Here, set the maximum pooling parameters and use TensorFlow’s API to implement maximum pooling. Due to the characteristics of max pooling, we selected the value of the zeroth channel, so the output result has only one channel.

Now that we have obtained the feature values of the face area, we can use other algorithms to match it to the real face. We first randomly initialize a face area, and then each iteration will make the face area closer to the real face position.

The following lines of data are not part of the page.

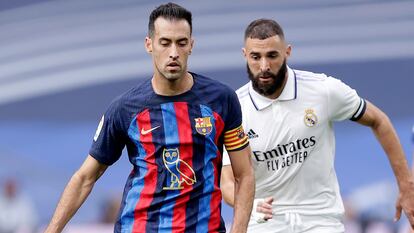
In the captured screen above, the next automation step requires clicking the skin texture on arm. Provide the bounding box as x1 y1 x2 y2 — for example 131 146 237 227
356 101 414 229
44 155 108 233
221 164 274 222
221 164 235 206
226 146 255 233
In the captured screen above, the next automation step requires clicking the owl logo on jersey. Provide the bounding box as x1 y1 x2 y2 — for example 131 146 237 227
194 117 213 135
304 109 318 127
162 148 197 190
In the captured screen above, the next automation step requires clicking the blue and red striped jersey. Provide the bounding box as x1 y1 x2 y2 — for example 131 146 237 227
89 72 248 233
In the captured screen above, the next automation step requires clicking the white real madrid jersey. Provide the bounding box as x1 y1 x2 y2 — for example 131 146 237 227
224 67 366 219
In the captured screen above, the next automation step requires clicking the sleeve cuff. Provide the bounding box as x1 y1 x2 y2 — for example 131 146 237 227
350 98 366 121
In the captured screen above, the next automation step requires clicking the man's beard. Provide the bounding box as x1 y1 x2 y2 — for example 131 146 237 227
247 60 287 97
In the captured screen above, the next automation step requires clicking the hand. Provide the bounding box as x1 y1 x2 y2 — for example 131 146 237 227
252 197 274 223
394 184 414 229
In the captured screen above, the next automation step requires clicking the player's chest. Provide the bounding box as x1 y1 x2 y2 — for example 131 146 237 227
243 101 327 150
130 102 223 145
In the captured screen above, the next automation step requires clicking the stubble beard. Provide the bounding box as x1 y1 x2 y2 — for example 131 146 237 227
156 64 185 82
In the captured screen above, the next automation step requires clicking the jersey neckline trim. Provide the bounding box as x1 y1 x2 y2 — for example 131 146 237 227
151 71 198 98
248 67 297 111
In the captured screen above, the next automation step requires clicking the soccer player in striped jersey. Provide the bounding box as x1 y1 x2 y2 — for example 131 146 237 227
221 18 414 232
45 3 254 233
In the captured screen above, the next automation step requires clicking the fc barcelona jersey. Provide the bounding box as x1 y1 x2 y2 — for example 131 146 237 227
89 72 248 233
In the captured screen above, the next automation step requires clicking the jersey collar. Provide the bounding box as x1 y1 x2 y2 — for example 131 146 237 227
248 66 297 111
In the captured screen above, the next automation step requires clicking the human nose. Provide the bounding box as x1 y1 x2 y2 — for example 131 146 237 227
260 58 270 72
169 44 179 60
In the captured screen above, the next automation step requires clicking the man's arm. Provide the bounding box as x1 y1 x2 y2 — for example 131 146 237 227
221 163 273 223
221 164 235 206
45 155 108 233
356 101 414 228
226 146 255 233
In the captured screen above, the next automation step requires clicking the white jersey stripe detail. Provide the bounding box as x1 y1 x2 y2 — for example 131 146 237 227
351 98 366 121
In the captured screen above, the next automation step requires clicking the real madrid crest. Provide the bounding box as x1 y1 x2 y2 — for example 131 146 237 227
194 117 213 135
304 109 318 127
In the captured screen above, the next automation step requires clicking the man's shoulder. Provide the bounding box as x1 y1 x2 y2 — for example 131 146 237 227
193 72 230 89
293 68 346 91
294 70 352 93
235 82 250 100
107 78 152 111
117 78 151 100
192 72 236 98
293 69 329 82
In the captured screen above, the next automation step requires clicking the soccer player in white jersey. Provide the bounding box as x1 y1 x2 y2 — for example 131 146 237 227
221 18 414 232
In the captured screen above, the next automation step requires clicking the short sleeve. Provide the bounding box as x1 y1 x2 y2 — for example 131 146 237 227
223 90 249 152
326 76 366 122
224 90 243 131
89 101 126 165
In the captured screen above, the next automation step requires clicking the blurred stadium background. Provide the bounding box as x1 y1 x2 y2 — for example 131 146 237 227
0 0 413 232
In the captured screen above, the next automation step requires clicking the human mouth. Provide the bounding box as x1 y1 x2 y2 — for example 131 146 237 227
258 75 272 83
167 62 180 67
259 75 271 79
166 62 180 71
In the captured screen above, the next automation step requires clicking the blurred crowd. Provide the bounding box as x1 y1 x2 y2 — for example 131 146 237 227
0 178 38 233
1 171 412 233
343 181 411 233
0 177 121 233
0 124 413 233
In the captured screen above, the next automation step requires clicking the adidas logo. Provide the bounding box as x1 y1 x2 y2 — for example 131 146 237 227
247 129 259 139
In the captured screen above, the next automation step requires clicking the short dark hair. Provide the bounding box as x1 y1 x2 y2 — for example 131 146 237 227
244 19 285 40
148 2 192 38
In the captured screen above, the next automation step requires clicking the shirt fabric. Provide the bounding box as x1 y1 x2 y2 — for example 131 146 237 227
223 67 366 232
90 72 248 233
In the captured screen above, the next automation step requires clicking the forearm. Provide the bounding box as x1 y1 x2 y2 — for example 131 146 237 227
45 172 96 233
222 184 235 207
371 114 413 188
221 166 235 207
231 173 255 233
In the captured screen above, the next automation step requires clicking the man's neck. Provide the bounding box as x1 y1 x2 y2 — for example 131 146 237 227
152 72 193 96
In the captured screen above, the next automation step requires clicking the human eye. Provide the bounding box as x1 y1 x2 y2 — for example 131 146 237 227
250 54 260 60
159 39 170 47
268 52 279 59
177 39 188 47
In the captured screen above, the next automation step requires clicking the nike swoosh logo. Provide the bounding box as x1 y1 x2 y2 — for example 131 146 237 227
141 126 160 135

After each iteration, we check whether the face area is still within the image range, and if so, we continue to the next iteration.

Finally, we draw the detected areas and give corresponding text labels.

for i in range(10):
    bbox = []
    for j in range(len(faces)):
        y_min = faces[j]['bb'][1] - faces[j]['bb'][3]/2 * img.shape[0]
        y_max = faces[j]['bb'][1] + faces[j]['bb'][3]/2 * img.shape[0]
        x_min = faces[j]['bb'][0] - faces[j]['bb'][2]/2 * img.shape[1]
        x_max = faces[j]['bb'][0] + faces[j]['bb'][2]/2 * img.shape[1]
        height = y_max - y_min
        width = x_max - x_min
        center_y = (y_max + y_min)/2
        center_x = (x_max + x_min)/2
        y_shift = ((height//input_shape[0]) + 1)*center_y % img.shape[0]-height/2*img.shape[0]
        x_shift = ((width//input_shape[1]) + 1)*center_x % img.shape[1]-width/2*img.shape[1]
        bbox + = [[y_min + y_shift, x_min + x_shift]]

    outputs = sess.run(logits, feed_dict={images_ph: inputs})
    face_score = outputs[:, :2]
    landmark_score = outputs[:, 2:]

    score = face_score + landmark_score
    label = np.argmax(score, axis=1).astype(np.int32)

    if not len(label): break

    idx = np.where(label==1)[0][0]
    bbox = bbox[idx]
    score = score[idx, :]

    image = drawBox(image, [bbox])
    text = 'face' if score[1]>score[0] else 'not face'
    color = (255,0,0) if score[1]>score[0] else (0,255,0)
    font = cv2.FONT_HERSHEY_SIMPLEX
    cv2.putText(image,text,(int(bbox[0]), int(bbox[1])),font,0.5,color,thickness=1)

plt.imshow(image[...,::-1]); plt.show()

Here, we first randomly initialize a face area, and then each iteration will make the face area closer to the real face position. After each iteration, we check whether the face area is still within the image range, and if so, we continue to the next iteration.

Finally, we draw the detected areas and give corresponding text labels. Since matplotlib uses RGB format to display images by default, we need to flip the image channel order.